Preliminary Outline of Lectures and Exercises
Lecture 1: Course Introduction and Project Models
- Overview, background, course plan, waterfall vs. agile project models, LIPs, Scrum.
Lecture 2: Software Versioning and Collaborative Development
- Version control systems (git, svn), commits/branching/merging, collaborative workflows with pull requests and reviews (GitHub).
Hands-on exercise 1: Git and GitHub
- Working with a local repository: commits, branches, merging.
- Collaborative software development with pull-requests, reviews, and approvals.
- Creating the shared online repository for your project.
Lecture 3: Exploratory Data Analysis by Visualization and Introduction to Computer simulations
- Single and multi-property exploration, identifying outliers, descriptors, heatmaps, PCA.
- Introduction to materials simulations in computational physics.
- Implementation considerations: representations of periodic structures, boundary conditions.
Lecture 4: Software Documentation and Licensing
- Documentation: UML, Source code comments, Embedded documentation, Sphinx.
- Software licensing: Open and closed source licenses (GPL, MIT, BSD, CC, etc.), CLAs.
Lecture 5: Software Engineering in Industry (Guest lecture)
Hands-on exercise 2: Exploratory Data Analysis and Documentation
- Visualization and data exploration in Python (matplotlib, and more.)
- Extracting inline software documentation with Sphinx.

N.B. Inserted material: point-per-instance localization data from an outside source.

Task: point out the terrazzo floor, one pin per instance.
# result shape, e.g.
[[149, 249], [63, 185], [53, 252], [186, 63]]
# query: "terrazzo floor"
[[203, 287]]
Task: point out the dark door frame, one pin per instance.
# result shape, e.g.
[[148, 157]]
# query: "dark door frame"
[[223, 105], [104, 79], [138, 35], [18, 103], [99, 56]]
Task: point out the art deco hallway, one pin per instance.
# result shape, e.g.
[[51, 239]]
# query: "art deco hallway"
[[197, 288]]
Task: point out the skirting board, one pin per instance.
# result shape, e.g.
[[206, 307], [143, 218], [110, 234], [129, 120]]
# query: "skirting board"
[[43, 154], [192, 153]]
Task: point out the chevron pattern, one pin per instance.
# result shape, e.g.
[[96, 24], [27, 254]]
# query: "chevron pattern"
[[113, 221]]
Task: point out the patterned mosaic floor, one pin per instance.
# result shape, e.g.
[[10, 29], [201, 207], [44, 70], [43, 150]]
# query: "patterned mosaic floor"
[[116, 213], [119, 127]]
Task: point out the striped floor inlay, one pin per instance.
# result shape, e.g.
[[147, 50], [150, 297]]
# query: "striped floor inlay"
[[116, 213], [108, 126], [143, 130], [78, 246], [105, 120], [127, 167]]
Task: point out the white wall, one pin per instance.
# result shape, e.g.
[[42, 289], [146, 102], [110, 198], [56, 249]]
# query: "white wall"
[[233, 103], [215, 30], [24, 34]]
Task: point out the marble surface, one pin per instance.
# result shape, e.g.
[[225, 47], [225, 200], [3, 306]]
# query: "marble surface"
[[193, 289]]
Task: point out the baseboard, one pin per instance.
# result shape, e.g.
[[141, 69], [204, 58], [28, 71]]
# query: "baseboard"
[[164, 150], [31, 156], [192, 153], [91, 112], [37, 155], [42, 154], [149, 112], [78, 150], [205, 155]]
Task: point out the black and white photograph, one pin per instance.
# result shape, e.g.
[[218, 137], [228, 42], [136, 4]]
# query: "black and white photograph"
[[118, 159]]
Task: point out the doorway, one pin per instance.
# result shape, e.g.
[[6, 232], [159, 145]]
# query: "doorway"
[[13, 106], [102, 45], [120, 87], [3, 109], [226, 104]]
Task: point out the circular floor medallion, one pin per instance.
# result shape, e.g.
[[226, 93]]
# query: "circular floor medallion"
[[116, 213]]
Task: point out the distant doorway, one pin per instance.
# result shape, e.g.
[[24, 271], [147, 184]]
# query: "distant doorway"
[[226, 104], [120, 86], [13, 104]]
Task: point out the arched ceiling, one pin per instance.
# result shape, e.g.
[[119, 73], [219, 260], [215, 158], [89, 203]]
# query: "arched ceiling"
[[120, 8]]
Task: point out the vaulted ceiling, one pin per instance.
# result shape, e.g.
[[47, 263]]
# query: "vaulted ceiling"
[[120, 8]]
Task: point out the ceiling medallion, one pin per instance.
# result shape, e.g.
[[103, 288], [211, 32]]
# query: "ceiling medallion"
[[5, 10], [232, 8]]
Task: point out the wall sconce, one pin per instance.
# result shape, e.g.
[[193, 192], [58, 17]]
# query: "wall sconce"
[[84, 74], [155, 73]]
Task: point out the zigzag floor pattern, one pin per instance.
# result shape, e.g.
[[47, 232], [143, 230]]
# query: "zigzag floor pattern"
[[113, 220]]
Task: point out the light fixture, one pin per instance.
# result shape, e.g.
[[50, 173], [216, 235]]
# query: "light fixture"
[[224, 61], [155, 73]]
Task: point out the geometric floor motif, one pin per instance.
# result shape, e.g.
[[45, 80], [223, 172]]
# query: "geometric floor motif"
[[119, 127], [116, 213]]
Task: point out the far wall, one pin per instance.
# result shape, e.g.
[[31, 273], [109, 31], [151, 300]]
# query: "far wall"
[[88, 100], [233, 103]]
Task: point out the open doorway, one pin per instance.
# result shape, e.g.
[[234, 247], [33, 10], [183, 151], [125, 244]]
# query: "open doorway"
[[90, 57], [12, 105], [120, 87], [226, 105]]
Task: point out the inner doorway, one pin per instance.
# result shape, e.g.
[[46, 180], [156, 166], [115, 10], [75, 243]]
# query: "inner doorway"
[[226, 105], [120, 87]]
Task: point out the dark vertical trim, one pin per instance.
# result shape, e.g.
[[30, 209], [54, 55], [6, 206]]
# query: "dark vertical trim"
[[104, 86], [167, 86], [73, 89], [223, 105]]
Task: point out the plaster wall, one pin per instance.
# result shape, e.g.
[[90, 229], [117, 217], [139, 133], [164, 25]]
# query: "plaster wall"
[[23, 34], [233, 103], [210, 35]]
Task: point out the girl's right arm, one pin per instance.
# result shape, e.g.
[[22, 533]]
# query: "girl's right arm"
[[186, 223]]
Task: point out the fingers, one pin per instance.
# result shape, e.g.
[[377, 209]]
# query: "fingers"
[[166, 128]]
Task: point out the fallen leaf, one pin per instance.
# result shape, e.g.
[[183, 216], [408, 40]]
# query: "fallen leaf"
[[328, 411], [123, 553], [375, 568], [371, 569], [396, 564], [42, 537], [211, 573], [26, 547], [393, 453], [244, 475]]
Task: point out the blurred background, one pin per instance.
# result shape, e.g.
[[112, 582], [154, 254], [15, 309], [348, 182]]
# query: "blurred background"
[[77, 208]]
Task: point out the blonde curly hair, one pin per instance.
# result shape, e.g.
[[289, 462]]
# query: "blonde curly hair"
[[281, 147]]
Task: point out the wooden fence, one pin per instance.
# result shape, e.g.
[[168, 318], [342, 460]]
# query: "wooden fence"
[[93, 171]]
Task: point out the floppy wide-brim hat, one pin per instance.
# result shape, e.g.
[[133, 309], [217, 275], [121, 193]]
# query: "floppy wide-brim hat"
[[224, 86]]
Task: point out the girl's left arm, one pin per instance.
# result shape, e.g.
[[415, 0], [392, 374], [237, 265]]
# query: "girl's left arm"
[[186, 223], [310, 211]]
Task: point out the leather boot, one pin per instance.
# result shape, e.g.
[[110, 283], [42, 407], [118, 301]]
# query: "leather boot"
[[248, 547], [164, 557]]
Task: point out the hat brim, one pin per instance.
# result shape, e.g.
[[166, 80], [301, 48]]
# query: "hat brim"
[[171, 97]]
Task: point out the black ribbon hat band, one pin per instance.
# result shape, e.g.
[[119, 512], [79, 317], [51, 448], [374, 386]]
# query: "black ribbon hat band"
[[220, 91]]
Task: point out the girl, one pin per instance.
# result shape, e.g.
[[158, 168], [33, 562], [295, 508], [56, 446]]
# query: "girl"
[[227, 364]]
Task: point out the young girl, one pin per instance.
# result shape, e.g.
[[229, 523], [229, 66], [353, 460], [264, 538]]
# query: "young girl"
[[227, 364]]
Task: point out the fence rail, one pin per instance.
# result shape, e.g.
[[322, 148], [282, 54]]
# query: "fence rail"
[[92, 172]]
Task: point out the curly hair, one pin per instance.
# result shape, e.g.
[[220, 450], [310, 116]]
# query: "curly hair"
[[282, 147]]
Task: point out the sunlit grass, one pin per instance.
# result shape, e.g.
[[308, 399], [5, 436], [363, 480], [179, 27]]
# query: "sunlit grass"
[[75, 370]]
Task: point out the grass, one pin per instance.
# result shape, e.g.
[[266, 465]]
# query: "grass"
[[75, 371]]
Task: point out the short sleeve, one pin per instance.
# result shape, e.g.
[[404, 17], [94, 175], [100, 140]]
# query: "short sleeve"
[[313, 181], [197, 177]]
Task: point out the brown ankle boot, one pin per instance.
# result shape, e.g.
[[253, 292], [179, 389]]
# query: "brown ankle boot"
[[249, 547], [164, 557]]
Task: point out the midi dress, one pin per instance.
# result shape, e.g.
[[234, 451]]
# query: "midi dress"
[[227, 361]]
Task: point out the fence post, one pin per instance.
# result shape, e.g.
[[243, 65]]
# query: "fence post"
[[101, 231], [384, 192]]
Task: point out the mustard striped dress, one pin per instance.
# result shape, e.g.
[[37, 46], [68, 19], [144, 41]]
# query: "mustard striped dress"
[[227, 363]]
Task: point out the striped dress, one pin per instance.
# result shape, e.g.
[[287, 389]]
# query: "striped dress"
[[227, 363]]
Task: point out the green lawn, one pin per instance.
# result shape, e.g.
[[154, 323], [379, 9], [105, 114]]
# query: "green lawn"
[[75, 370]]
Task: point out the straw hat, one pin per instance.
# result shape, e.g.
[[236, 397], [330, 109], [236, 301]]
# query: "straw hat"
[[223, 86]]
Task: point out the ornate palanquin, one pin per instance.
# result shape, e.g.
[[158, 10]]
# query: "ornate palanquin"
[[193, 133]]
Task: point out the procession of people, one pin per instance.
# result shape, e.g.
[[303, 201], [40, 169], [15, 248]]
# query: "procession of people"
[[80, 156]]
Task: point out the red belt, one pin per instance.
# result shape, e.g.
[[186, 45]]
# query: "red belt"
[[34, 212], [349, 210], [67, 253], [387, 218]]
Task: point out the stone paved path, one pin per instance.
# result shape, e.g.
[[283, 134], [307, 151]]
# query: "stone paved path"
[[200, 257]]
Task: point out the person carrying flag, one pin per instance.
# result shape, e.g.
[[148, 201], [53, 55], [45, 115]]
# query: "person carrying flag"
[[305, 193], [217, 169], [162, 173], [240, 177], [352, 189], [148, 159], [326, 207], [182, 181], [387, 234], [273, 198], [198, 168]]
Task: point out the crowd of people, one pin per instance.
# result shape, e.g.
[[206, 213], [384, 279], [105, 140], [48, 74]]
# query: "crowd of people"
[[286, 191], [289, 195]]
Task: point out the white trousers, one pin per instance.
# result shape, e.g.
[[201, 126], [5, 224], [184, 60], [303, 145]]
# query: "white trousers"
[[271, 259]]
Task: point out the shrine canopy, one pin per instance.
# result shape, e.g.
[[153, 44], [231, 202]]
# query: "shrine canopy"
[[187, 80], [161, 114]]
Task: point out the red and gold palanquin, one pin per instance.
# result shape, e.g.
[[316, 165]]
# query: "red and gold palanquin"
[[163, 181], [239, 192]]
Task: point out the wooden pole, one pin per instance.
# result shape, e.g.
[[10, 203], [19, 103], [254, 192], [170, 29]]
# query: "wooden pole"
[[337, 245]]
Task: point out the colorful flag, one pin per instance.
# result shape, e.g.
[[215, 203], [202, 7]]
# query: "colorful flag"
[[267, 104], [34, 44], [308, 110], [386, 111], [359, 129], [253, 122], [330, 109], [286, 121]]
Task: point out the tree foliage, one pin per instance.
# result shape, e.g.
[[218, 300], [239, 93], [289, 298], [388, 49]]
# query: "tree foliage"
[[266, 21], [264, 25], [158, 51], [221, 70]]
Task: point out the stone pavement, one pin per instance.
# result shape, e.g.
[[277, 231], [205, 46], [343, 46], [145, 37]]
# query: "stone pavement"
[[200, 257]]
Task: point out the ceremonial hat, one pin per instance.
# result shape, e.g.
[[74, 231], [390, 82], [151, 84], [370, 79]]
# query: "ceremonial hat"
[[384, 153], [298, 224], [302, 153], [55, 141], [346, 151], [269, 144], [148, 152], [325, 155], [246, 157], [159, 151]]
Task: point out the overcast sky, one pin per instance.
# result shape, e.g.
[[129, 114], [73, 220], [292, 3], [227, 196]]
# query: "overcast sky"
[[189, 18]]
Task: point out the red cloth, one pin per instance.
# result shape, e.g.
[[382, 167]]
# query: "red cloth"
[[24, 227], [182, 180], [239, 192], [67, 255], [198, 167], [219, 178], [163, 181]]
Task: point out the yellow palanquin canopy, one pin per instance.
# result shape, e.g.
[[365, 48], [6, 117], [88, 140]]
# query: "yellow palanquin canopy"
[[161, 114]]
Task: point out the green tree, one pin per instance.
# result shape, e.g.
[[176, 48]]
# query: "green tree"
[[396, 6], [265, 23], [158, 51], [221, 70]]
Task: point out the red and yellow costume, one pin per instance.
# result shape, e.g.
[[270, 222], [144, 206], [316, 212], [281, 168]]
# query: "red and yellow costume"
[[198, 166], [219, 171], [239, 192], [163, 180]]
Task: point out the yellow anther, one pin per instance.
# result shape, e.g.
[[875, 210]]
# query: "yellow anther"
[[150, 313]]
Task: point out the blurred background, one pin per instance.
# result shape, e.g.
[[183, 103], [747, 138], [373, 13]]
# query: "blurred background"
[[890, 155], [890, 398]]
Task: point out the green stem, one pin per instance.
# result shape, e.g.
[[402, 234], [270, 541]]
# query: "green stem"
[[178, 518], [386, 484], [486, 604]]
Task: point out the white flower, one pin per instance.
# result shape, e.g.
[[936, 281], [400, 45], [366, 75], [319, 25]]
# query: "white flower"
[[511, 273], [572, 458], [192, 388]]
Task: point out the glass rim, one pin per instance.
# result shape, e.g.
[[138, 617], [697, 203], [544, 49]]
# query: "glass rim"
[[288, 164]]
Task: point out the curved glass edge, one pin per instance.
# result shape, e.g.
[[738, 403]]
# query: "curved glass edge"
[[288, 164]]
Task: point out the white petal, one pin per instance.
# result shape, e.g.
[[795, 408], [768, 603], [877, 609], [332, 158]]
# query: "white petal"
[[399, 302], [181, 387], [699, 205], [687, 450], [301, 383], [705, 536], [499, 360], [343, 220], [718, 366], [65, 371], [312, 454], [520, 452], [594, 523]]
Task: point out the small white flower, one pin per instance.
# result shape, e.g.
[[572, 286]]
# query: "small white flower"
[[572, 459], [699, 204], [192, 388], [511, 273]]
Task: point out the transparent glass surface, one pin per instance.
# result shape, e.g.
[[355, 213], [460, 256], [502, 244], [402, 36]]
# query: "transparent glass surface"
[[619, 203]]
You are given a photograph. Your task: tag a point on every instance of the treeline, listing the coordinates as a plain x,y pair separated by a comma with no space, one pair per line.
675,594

Lecture 6: Introduction to Computational Physics and Molecular Dynamics
- Theoretical modeling of solid-state properties.
- The anatomy of a molecular dynamics program: interaction potentials, integration of equations of motion.
Lecture 7: Software Testing, Debugging, and Profiling
- Unit/integration/system/acceptance tests, black/white box, (non-)functional, test-driven development, coverage, CI/CD.
- Debuggers, profiling tools, algorithmic complexity.
Lecture 8: Molecular Dynamics (cont.)
- Calculating instantaneous properties, timesteps, thermalization.
- More advanced interaction potentials.
- Time and ensemble averages; pressure, heat capacity, MSD, Lindemann criterion, self-diffusion coefficient.
- Finding the equilibrium structure.
Hands-on exercise 3: Molecular dynamics and software testing
- Molecular dynamics with ASE and ASAP.
- Unit tests and continuous integration (CI) with GitHub actions.
Lecture 9: Concurrency and Parallelism
- Concurrency with coroutines; parallel threads (OpenMP), processes (MPI)
Hands-on exercise 4: Supercomputing
- Supercomputer usage, queue scripts, high-throughput computations, etc.
- Running ASAP-simulations on supercomputers.
Lecture 10: Databases and wrap-up
- Relational databases, normalization, transactions/ACID, SQL; noSQL, mongoDB.
- Making data available via open APIs.
- Final remarks about the project execution and final phases.
There will also be some "extra credit" material distributed on: advanced programming concepts: programming paradigms, multi-paradigm programming, programming patterns; and computer security aspects in software development.